Steigende Angriffszahlen, größere Security-Komplexität und immer mehr Arbeitslast führen zu einer zunehmenden Eskalation, während aus Sicht von IDC gleichzeitig keine ausreichenden Gegenmaßnahmen ergriffen wurden. Die Bewältigung vieler oder sogar aller anderen Herausforderungen hängt nach Meinung von IDC stark davon ab, dass die Kernherausforderungen Security-Komplexität und Fachkräftemangel beseitigt werden.

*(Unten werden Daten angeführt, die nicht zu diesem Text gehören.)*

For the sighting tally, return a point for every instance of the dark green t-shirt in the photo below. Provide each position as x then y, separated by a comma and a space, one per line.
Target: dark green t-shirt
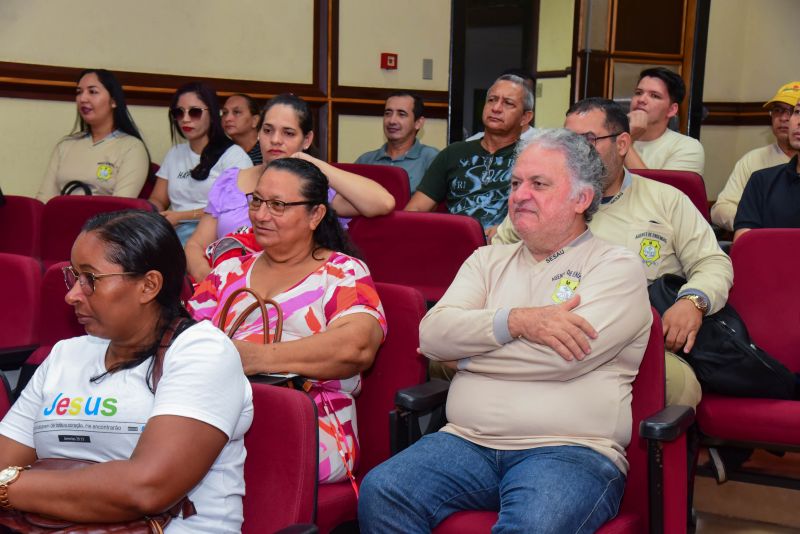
471, 180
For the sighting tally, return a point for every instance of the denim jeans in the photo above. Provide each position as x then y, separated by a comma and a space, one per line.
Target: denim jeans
185, 230
566, 489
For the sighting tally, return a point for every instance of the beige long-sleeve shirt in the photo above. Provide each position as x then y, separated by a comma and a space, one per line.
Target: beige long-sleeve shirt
723, 212
672, 151
117, 165
662, 227
519, 394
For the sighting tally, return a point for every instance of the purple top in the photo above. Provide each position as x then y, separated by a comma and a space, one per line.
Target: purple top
228, 204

Cloud Security für jedes Dritte Unternehmen Priorität – Automatisierung nur für jedes zehnte

Unter den strategischen Sicherheitsthemen sticht vor allem die Cloud-Sicherheit hervor, die mit 36 Prozent mit Abstand die häufigste Priorität für Betriebe ist. „Die zunehmende Cloud-Nutzung für immer mehr kritische Prozesse und die dadurch steigende Abhängigkeit bei gleichzeitig steigender Bedrohungslage macht umfangreiche Maßnahmen zu ihrer Absicherung auch absolut notwendig“, sagt Marco Becker, Consulting Manager bei IDC und Studienleiter. Mit 22 Prozent ist Endpoint Security die zweithäufigste Top-Herausforderung. Die zunehmende Nutzung von Endgeräten für Remote Work und die starke Dezentralisierung von Endpoints durch (Industrial) Internet of Things und Edge Computing erhöhen das Gefährdungspotenzial. Mit 19 Prozent auf dem dritten Rang S. 3 befinden sich Secure Backups und Desaster Recovery. Diese Priorität leitet sich vor allem aus dem großen Erfolg von Ransomware ab und ist nach Meinung von IDC berechtigt, denn bei 88 Prozent der erfolgreichen Ransomware-Angriffe auf Studienteilnehmer wurden auch die Backups ganz oder teilweise verschlüsselt. Etwas zu wenig Aufmerksamkeit bekommt mit neun Prozent Security Automation und Orchestration. „Gemessen an der Security-Komplexität und dem Fachkräftemangel sollte diesem Thema wesentlich mehr Aufmerksamkeit beigemessen werden“ rät Becker.

Externe Security aus lokalen Anbieter-Clouds laut Hälfte der Befragten am sichersten

Bereits rund 80 Prozent der Unternehmen betreiben mindestens die Hälfte ihrer SecurityInfrastrukturen in externen Umgebungen, um die eigene Security-Komplexität zu reduzieren, das Security-Personal zu entlasten oder das Security-Knowhow zu ergänzen. Etwas mehr als die Hälfte findet sogar, dass externen Security-Infrastrukturen, die in Colocation- und Cloud-Umgebungen gehostet oder als SaaS bezogen werden können, sicherer sind als die eigene On-Premises-Security. Lokale Anbieter-Clouds sind für 47 Prozent der Befragten das sicherste Bereitstellungsmodell. Auch spezifische externe Security-Services wie Beratungen, Assessments und Analysen können sinnvoll sein. Beispielsweise Security Implementation Services, falls das eigene Security-Personal ausgelastet ist oder nicht die richtigen Fähigkeiten zur Implementierung neuer Sicherheitslösungen besitzt. Diese sind mit 27 Prozent der häufigste Investitionsbereich für Maßnahmen und Services zur Unterstützung der Security Operations. Auch in Services wie Cyber Recovery und Cybervaults (26 Prozent), Ransomware Assessments (20 Prozent) oder Security Consulting (16 Prozent) wird häufig investiert, um von externer Security-Expertise Gebrauch zu machen.